案内板を見ながらグルグル迷いながら、やっとたどり着いたフードコートを前にして、月夜野さんはハイテンションではしゃいでいた。
店舗数は30店。座席数は軽く300席を超えている。ラーメンやご飯物からアイスやクレープまで。国内の主要な食べ物はここで全て食べられるのでは?と思ってしまうほどだ。
「フードコートってすごいんだね!こんなにたくさんの食べ物屋さん、初めて見るよ」
「うん。こんだけ大きいのは、俺も初めてだよ」
何かのお祭りだと言われた方が納得するくらいの広さだ。
「ねえねえ。こういうのって、最初はどれを食べれば良いの?」
「う~ん、こんなに店が多いと、決めきれないよねぇ」
そんな返事を返しながら、チラリとスマホに視線を向ける。
さっき友人女子たちに質問した、ショッピングモールでの女子の過ごし方についての返信が来ていた。

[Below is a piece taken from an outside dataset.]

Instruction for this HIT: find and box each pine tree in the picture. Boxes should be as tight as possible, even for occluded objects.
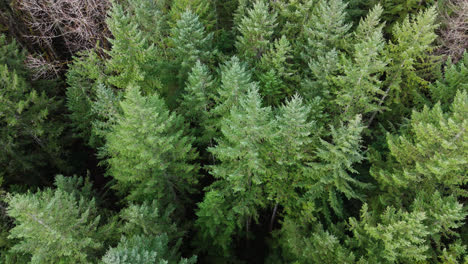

頼むぞ友人の女子たちよ。なんか良い感じの返信をしててくれよ。
“プロテインの店を探します”
“24時間営業のジムに行きます”
“プールで遠泳をする”
「・・・・・・」
画面を見て、言葉を失ってしまった。何?最近の女子って筋肉育ててんの?
俺の友人というだけあって、かなり普通の女子たちにメッセージを送ったつもりだったんだけどなぁ。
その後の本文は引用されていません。